In a few hours, he finished. He cleaned everything up. He’d done a good job of painting the bedroom.

He’d quoted her a fair price for painting the bedroom. They’d agreed on a day and time and approximately how long the work would take. It had all gone according to plan, at least for the handyman.

She inspected the room. She was mostly satisfied.

She payed him what they agreed.

She said, “Before you leave, I’d like you to look at another room.”

She showed him the spare bedroom.

He quoted her a fair price for painting it.

She said she’d think about it and call him when she was ready.

He went to his truck, believing she’d never call.

He encountered her type all the time. The ones who offer cold sodas. The ones who think they treat him better than a servant with their idle chatter and attempts at getting to know him as something more than hired labor. The ones who, for some reason, don’t realize their pretentiously friendly banter is no different than plenty of his other clients’ pretentiously friendly banter.

He could tell when she paid, she didn’t like it, even though it was a fair exchange. He could tell by the way she held onto the money before letting it go. He could tell by the way she looked away when he accepted the cash.

He could tell when he gave her a fair quote for painting the spare bedroom, she didn’t like that either. She didn’t like that it was a fair price. He could tell she was the type who felt entitled to something better.

He could tell from her home she could more than afford the work at the fair prices he quoted.

He could tell she was the type who thought pleasantries like offering him a drink made her nice. And, being so damned nice, she deserved something special, like a cut-rate deal on painting the spare bedroom.

Sometimes they don’t even need the work done. All they want is the deal. They want something special to affirm just how special they are – like how especially nice they are for offering drinks when they don’t have to. Or how witty and charming and charismatic they are with the jokes they tell while he works. Like how warm and empathetic and caring they are through the tales they tell of all they do for their families, friends and neighbors.

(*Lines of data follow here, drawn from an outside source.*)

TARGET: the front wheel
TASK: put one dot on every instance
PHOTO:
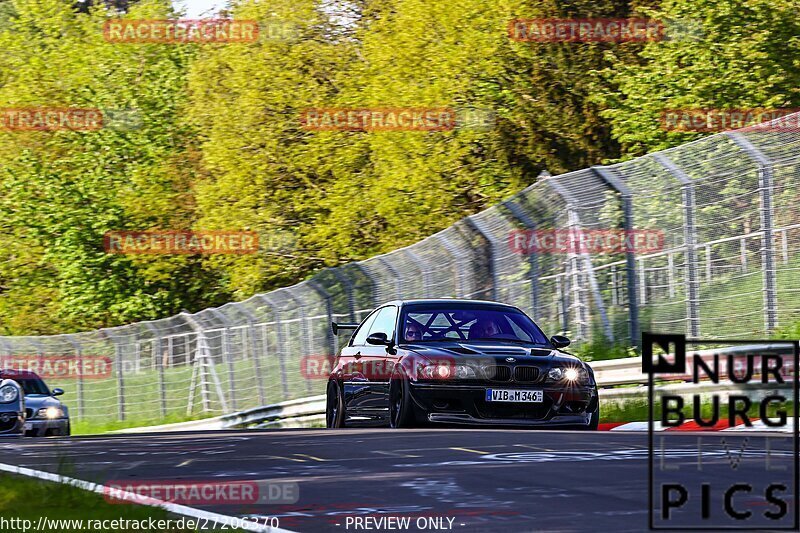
(594, 421)
(401, 414)
(334, 409)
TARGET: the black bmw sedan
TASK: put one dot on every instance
(457, 362)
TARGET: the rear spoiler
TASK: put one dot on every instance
(337, 327)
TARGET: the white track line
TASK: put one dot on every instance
(135, 498)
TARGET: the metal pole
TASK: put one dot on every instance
(767, 213)
(251, 337)
(304, 338)
(276, 312)
(348, 285)
(533, 257)
(398, 285)
(425, 274)
(333, 341)
(690, 241)
(630, 255)
(119, 366)
(227, 355)
(458, 285)
(477, 225)
(80, 386)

He knew the type. The type that wants to save a few bucks at the expense of the mouths he has to feed and backs he has to clothe. The same mouths he told about when she asked about his wife and children and pretended to care.

Even if she called for him to paint the spare bedroom, he knew he wasn’t going back.

He knew from experience there’s plenty of work out there for people who take enough pleasure, satisfaction and pride in doing their part in a fair exchange.

He wouldn’t call back and he wouldn’t come back. He decided a person like her shouldn’t be rewarded. Even if she called back, he’d turn the job down, making her work harder. He’d make it more difficult for her to find somebody to paint the room at a reasonable price and according to plan. Maybe she’d find somebody. Maybe not. But he’d make her work for it.

Maybe she’d find somebody and he’d make promises, only to no show or ask for some of the money up front, only to rip her off. Then she might learn, when reasonable work’s done at a reasonable price – all as it should be done – it’s something to acknowledge and appreciate for everything that it is.